Calculate residues at all isolated singularities of $f(z)=\frac{z^2+4}{(z+2)(z^2+1)^2}$.
So I found the isolated singularities to be $z=-2$ and $z=i$.
Then I found the residue at $z=-2$.
$\operatorname{res}(f,i)=\lim_{z\to -2}$ $(z+2)\left(\frac{z^2+4}{(z+2)(z^2+1)^2}\right)$
$=\lim_{z\to -2} \frac{z^2+4}{(z^2+1)^2}=\frac{8}{25}$
but I don't know how to do the other one.

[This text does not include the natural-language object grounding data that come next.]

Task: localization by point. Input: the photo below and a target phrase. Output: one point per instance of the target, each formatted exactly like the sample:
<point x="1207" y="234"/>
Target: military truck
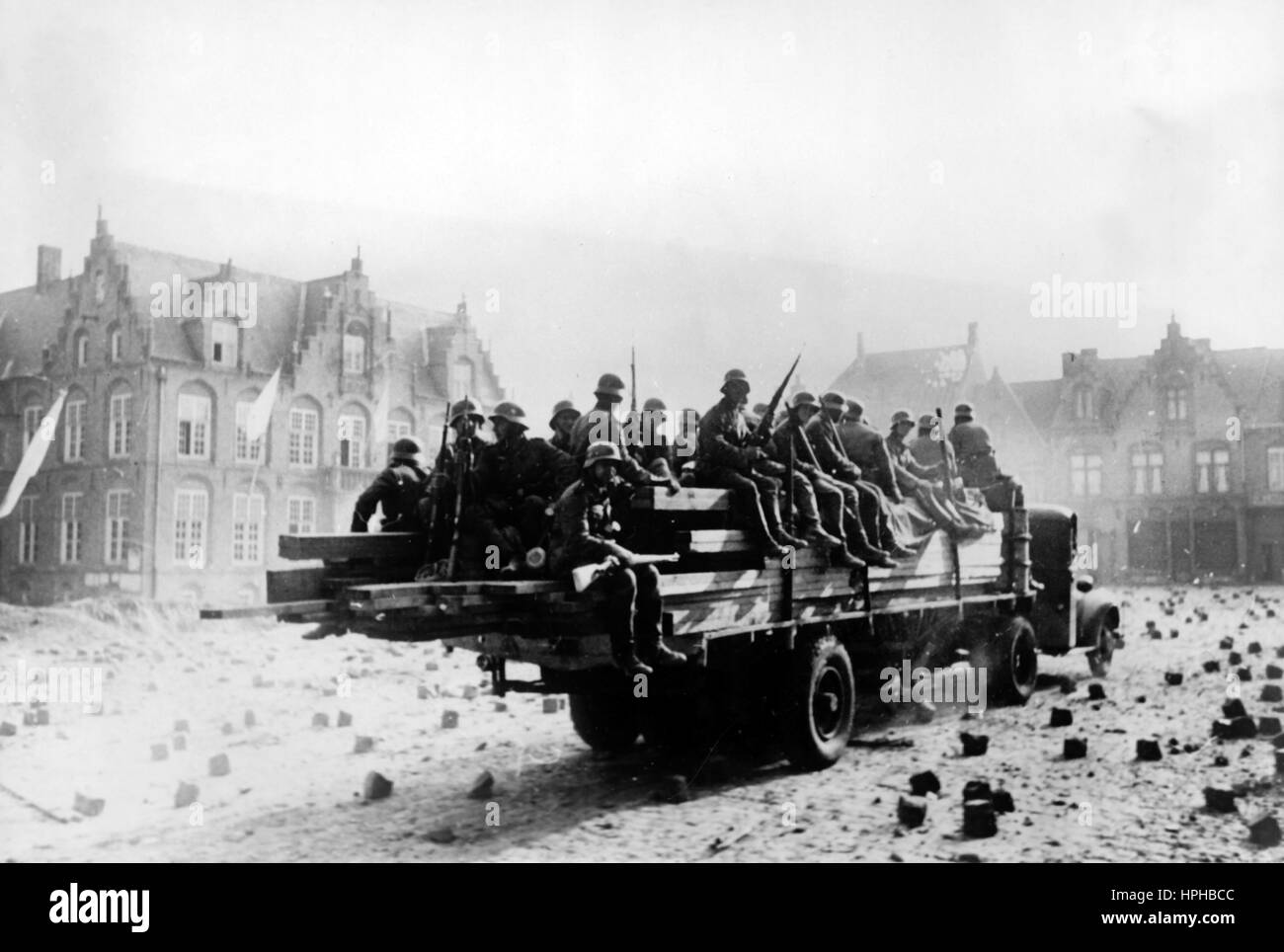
<point x="777" y="644"/>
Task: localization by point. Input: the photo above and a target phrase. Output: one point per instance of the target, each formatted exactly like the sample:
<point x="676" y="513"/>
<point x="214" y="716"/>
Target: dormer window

I tried this, since it's a double pole:
$\operatorname{res}(f,i)=\lim_{z\to i} \left((z-i)^2\frac{z^2+4}{(z+2)(z^2+1)^2}\right)'$, but I got stuck because this didn't allow me to cancel the singularity. What do I do?
Best Answer
Let $g(z)=\dfrac{z^2+4}{(z+2)(z+i)^2}$. Then $g(i)=\dfrac{-6+3i}{20}$ and $g'(i)=-\dfrac{8+31i}{50}$. So, near $i$ you have$$g(z)=\frac{-6+3i}{20}-\dfrac{8+31i}{50}(z-i)+\cdots$$and therefore$$f(z)=\frac{g(z)}{(z-i)^2}=\frac{-6+3i}{20}(z-i)^{-2}-\dfrac{8+31i}{50}(z-i)^{-1}+\cdots$$So$$\operatorname{res}(i,f(z))=-\dfrac{8+31i}{50}$$and the computation of $\operatorname{res}(-i,f(z))$ is similar.